Trump Administration Withdraws Guidance on Affirmative Action In Admissions
Alison Somin
On Wednesday, July 3, the Departments of Education and Justice announced that they withdrew a group of Obama-era guidances regarding the use of race in school admissions. Although the Independence Day holiday and excitement about a Supreme Court nomination somewhat eclipsed this news, it nonetheless drew some strong reactions. Democratic Member of Congress Emanuel Cleaver tweeted that the decision to withdraw the guidance was “disgraceful,” and former Obama DOJ official Vanita Gupta said that the withdrawal “ in furtherance of [the] Trump administration’s agenda of intolerance and discrimination” was “advancing a vision of America that is particularly hostile to students of color.”
How true are these claims? First, it’s important to look at the role that guidance documents actually play in federal law enforcement. A guidance is a mere interpretation or general statement of policy concerning how an agency intends to exercise its discretionary authority in enforcing the underlying statute. It merely interprets or tells regulated persons which kinds of cases the agency is most likely to pursue. An interpretation or a general statement of policy cannot impose new duties on regulated persons. Making up new duties not contained in the statute itself is not part of an agency’s discretionary authority. In the case of race and college admissions, the law of the land is set forth in a series of Supreme Court decisions, most importantly Bakke v. Regents of the University of California, Grutter v. Bollinger, and the Fisher v. Texasduo. The issuance and withdrawal of ED and DOJ’s guidance documents does not change that fundamental legal reality.
What do these cases require? Admittedly, this is not entirely an easy question; I myself have criticized Fisher II on this blog for lack of clarity. Nonetheless, all of these major cases are in accord that the Constitution and Title VI require non-discrimination in racial matters as a general rule. There are, however, exceptions to this general principle. Among them, selective colleges and universities can use race in admissions in pursuit of student body diversity. The educational benefits that flow from student body diversity is, in some measure, an academic judgment to which some, but not complete, judicial deference is owed. But no deference is owed in determining whether a university’s use of race is narrowly tailored to achieve a university’s permissible goals. In sum, while universities have some latitude to use race-preferential admissions in pursuit of student body diversity, there are also considerable constraints on universities’ use of race.

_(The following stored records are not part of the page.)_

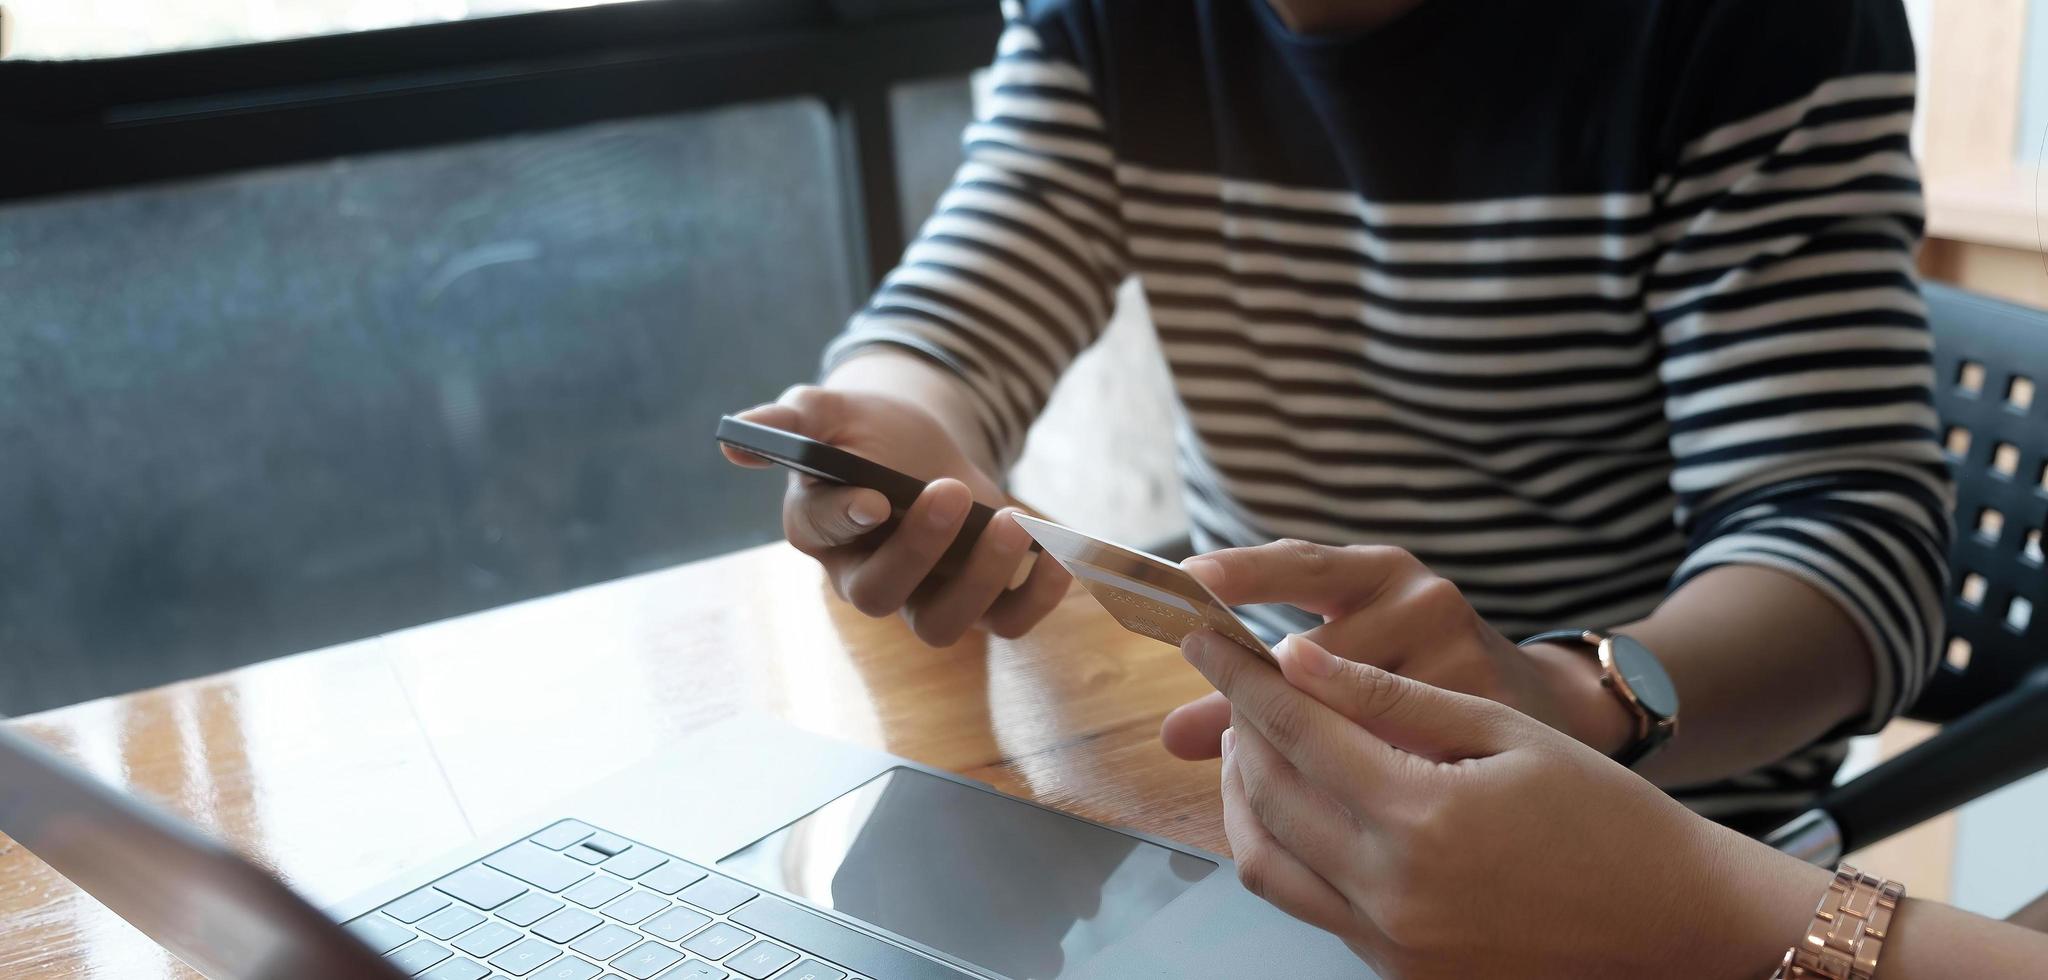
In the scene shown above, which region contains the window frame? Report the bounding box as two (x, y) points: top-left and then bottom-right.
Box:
(0, 0), (1000, 292)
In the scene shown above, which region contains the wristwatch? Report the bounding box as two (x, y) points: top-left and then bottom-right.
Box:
(1769, 864), (1904, 980)
(1519, 629), (1679, 768)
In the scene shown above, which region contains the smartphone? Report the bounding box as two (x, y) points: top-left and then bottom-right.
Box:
(1013, 515), (1273, 660)
(716, 415), (1031, 579)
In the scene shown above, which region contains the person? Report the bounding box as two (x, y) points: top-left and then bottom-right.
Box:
(1176, 606), (2048, 977)
(725, 0), (1951, 834)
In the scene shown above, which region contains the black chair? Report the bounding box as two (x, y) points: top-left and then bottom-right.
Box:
(1768, 283), (2048, 864)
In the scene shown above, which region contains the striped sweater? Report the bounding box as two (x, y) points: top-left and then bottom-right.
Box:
(825, 0), (1954, 822)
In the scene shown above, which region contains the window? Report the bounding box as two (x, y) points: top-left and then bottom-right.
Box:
(1919, 0), (2047, 249)
(0, 0), (634, 60)
(0, 101), (864, 714)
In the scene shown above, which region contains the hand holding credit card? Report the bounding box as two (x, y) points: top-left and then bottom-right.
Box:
(1013, 515), (1273, 660)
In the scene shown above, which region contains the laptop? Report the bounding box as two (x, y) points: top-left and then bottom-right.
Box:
(0, 712), (1364, 979)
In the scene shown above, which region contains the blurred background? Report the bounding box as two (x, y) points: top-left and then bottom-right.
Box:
(0, 0), (1183, 720)
(0, 0), (2039, 921)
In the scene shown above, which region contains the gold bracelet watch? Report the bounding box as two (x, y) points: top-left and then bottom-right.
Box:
(1770, 864), (1905, 979)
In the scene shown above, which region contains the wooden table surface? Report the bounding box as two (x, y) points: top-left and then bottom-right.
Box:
(0, 543), (1224, 979)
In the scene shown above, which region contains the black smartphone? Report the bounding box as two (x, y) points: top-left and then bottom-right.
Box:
(716, 415), (1032, 578)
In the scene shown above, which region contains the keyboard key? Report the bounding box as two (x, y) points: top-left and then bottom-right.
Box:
(567, 923), (640, 961)
(453, 920), (524, 958)
(680, 923), (754, 961)
(497, 892), (566, 927)
(532, 957), (603, 980)
(345, 914), (416, 954)
(640, 906), (711, 943)
(389, 939), (454, 974)
(487, 937), (562, 976)
(601, 848), (667, 880)
(488, 842), (596, 892)
(727, 941), (798, 979)
(420, 906), (487, 940)
(384, 889), (455, 923)
(655, 964), (728, 980)
(437, 865), (529, 911)
(638, 862), (707, 896)
(422, 957), (492, 980)
(599, 891), (669, 925)
(774, 960), (844, 980)
(533, 907), (603, 943)
(581, 831), (633, 856)
(566, 844), (611, 865)
(611, 942), (685, 979)
(531, 820), (597, 850)
(564, 875), (632, 908)
(678, 879), (758, 916)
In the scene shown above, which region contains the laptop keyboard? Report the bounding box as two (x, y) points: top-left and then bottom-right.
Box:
(344, 820), (864, 980)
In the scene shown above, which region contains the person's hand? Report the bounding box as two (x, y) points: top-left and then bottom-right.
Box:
(721, 386), (1069, 645)
(1183, 630), (1830, 979)
(1159, 540), (1633, 760)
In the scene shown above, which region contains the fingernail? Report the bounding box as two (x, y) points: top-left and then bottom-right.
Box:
(849, 497), (889, 528)
(1281, 635), (1336, 677)
(1221, 727), (1237, 757)
(928, 485), (970, 528)
(997, 509), (1030, 550)
(1182, 556), (1220, 588)
(1181, 631), (1212, 664)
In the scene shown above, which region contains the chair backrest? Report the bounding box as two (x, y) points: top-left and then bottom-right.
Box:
(1913, 283), (2048, 722)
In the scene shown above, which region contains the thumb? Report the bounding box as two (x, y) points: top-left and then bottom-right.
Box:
(1182, 539), (1414, 617)
(1273, 633), (1520, 761)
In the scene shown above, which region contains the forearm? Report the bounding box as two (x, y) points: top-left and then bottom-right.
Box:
(1882, 894), (2048, 978)
(825, 349), (1006, 478)
(2010, 890), (2048, 932)
(1703, 829), (2048, 980)
(1534, 564), (1875, 788)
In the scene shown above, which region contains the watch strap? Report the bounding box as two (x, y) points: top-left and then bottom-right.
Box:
(1520, 628), (1601, 648)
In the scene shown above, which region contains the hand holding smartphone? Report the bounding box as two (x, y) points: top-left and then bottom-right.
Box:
(718, 408), (1256, 658)
(715, 415), (1032, 579)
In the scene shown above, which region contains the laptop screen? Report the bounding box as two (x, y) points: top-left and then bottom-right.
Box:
(0, 726), (405, 980)
(721, 766), (1216, 979)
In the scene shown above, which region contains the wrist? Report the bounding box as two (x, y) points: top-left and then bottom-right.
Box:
(1524, 641), (1635, 756)
(1689, 825), (1838, 980)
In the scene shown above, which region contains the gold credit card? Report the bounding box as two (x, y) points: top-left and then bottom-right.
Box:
(1013, 515), (1272, 659)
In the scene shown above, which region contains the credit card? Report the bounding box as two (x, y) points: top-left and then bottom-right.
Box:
(1013, 515), (1272, 659)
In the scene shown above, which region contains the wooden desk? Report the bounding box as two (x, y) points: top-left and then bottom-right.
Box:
(0, 544), (1222, 979)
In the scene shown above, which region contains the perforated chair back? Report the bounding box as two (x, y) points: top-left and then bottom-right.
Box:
(1766, 284), (2048, 863)
(1915, 284), (2048, 723)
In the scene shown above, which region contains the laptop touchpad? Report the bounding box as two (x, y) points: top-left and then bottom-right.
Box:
(720, 767), (1216, 979)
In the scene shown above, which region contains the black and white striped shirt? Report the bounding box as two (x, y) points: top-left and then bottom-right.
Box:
(826, 0), (1953, 823)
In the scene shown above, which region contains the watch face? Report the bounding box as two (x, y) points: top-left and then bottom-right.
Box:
(1607, 634), (1679, 719)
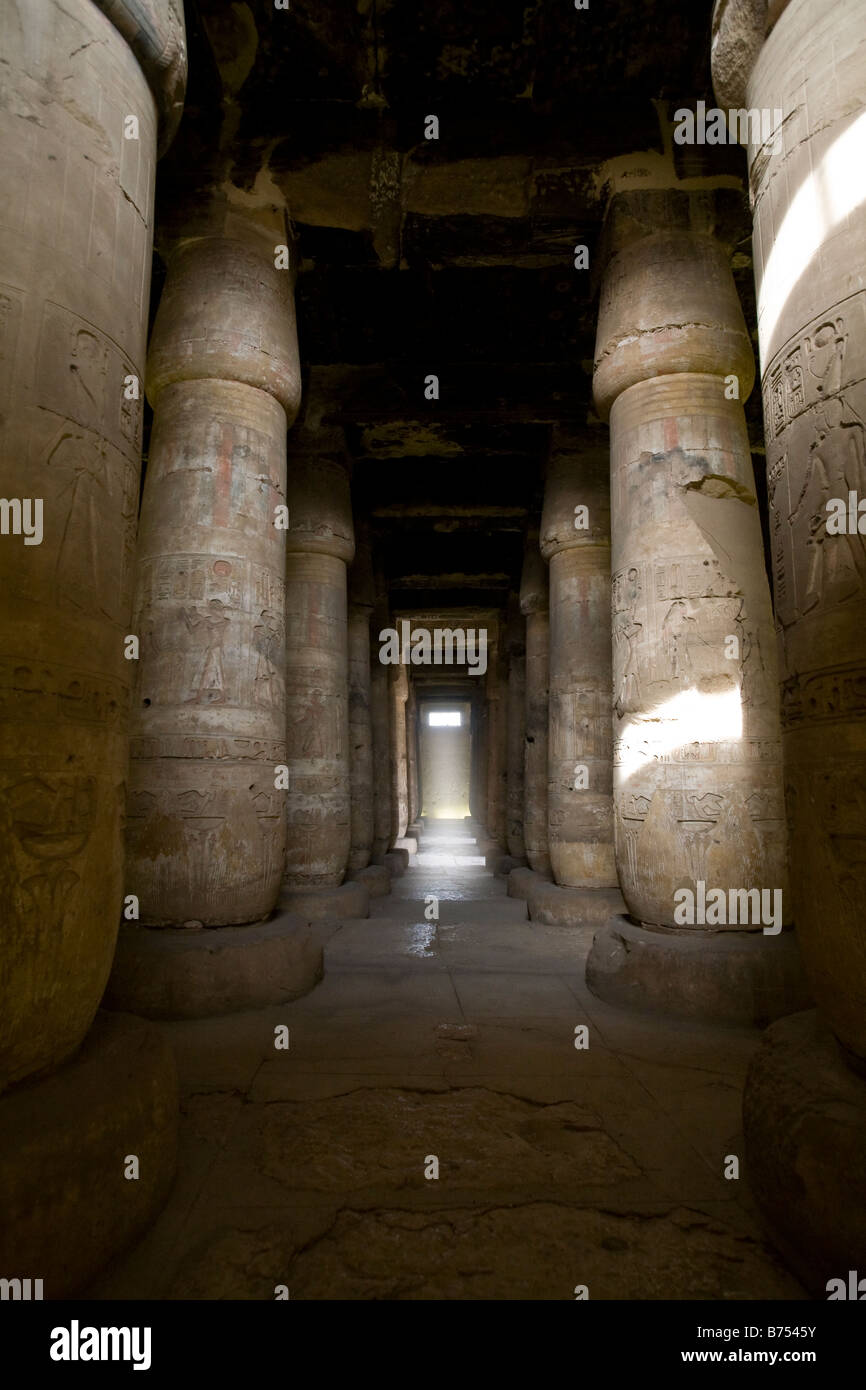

Unfortunately, much of the media coverage on these issues seems to misunderstand the basic rule of these cases. An Associated Press article about the guidances’ withdrawal, for example, bore the headline “Government allowing colleges to leave race out of decisions.” Well… yes. The Equal Protection Clause has always allowed colleges to leave race out of decisions. The only question in recent years has been under what limited circumstances colleges may consider race to achieve student body diversity.
The withdrawn guidances also seemed to have the relevant principle backwards. One of these documents opens with a multi-paragraph paean to the virtues of diverse learning environments. There is no corresponding discussion of the benefits of race-neutral approaches to admissions; indeed, the words “race-neutral” do not appear until several pages into the document, in a summary of Grutter. At a press conference that I attended regarding the issuance of those new guidances, then-Deputy Associate Attorney General Jocelyn Samuels used the phrase “We’re from the government, and we’re here to help” to describe the Civil Rights Division’s posture toward colleges and universities that wanted to use race-preferential admissions policies. The Center for Equal Opportunity’s Roger Clegg was correct to analogize the guidance to “the F.B.I. issuing a document on how you can engage in racial profiling in a way where you won’t get caught.”
It should not, then, be surprising that the Departments of Education and Justice have chosen to withdraw these documents. Doing so moves federal enforcement of civil rights law closer to the principles articulated in the relevant major Supreme Court cases. While clearly some critics of the decision wish a legal regime more permissive toward race preferences, such arguments must be pitched elsewhere.